Feds look to kill the hydrogen "rainbow"
The Department of Energy is moving to replace “green hydrogen,” “blue hydrogen” and similar color labels with a single Clean Hydrogen Production Standard.
Why it matters: The standard won't be a regulation — but it will help determine which hydrogen projects get federal money. And the DOE has at least $7 billion to dole out.
Driving the news: The DOE last week closed the window to submit feedback on its Clean Hydrogen Production Standard.
Context: The type of energy used to produce hydrogen has traditionally determined whether the hydrogen was low-carbon or not.
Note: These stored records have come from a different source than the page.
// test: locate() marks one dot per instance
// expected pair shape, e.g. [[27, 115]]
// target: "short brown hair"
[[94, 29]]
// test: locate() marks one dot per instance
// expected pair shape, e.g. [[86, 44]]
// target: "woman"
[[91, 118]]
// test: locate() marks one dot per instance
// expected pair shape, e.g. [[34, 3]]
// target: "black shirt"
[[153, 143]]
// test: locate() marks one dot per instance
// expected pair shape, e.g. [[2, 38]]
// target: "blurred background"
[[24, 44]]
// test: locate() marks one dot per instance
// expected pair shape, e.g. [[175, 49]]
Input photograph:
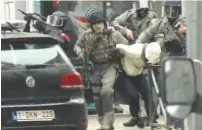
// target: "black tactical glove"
[[173, 46], [114, 54]]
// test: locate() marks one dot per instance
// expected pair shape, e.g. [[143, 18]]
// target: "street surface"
[[119, 120]]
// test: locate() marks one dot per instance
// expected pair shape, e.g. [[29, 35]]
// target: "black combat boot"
[[132, 122], [144, 122]]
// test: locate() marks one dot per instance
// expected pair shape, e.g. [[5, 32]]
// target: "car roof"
[[14, 35]]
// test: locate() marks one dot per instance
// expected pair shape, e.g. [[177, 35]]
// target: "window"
[[32, 52]]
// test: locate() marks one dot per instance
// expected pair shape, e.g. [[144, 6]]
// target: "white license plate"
[[38, 115]]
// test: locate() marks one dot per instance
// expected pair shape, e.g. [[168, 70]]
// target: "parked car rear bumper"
[[71, 114]]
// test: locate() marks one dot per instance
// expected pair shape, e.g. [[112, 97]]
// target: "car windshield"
[[32, 52]]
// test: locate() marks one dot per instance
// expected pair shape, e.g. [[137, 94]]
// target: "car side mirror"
[[179, 82]]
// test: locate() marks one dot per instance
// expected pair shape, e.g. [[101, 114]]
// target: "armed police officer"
[[133, 22], [169, 31], [99, 42]]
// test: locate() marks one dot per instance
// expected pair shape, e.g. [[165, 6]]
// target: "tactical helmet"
[[95, 15], [172, 9], [141, 12]]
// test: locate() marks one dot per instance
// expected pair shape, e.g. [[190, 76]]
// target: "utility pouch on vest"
[[99, 56]]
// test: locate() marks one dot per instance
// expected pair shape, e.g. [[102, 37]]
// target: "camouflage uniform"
[[104, 75], [130, 20]]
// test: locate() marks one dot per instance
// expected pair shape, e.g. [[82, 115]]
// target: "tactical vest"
[[100, 48]]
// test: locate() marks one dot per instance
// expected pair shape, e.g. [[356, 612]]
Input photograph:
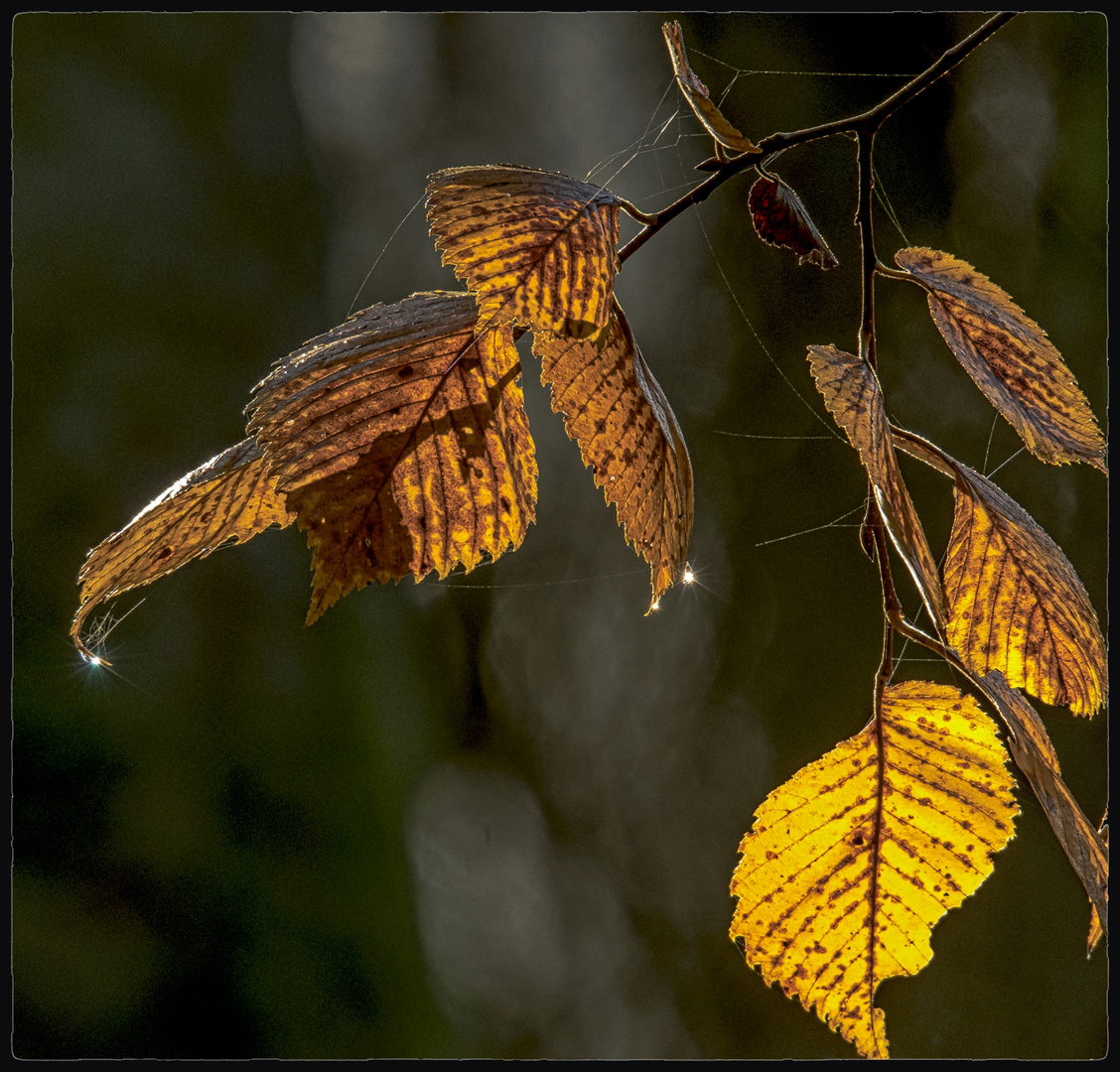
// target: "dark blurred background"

That’s what created the initial rainbow of labels (green, blue, etc).
- "That connection is becoming more and more flaky," said Bob Hebner, director of the Center for Electromechanics at the University of Texas at Austin, citing better tech as the reason.
Of note: The proposed standard considers life cycle emissions — which means it takes upstream electricity generation and leaks and any downstream sequestration into account.
- The new standard is based on “carbon intensity”: the amount of carbon produced for each kilogram of hydrogen.
- The proposal sets the baseline at 4 kilograms of carbon dioxide-equivalent for each kilogram of hydrogen.
What we're watching: How the standard, once finalized, influences private investment — and whether it sets the stage for a formal, enforceable regulation.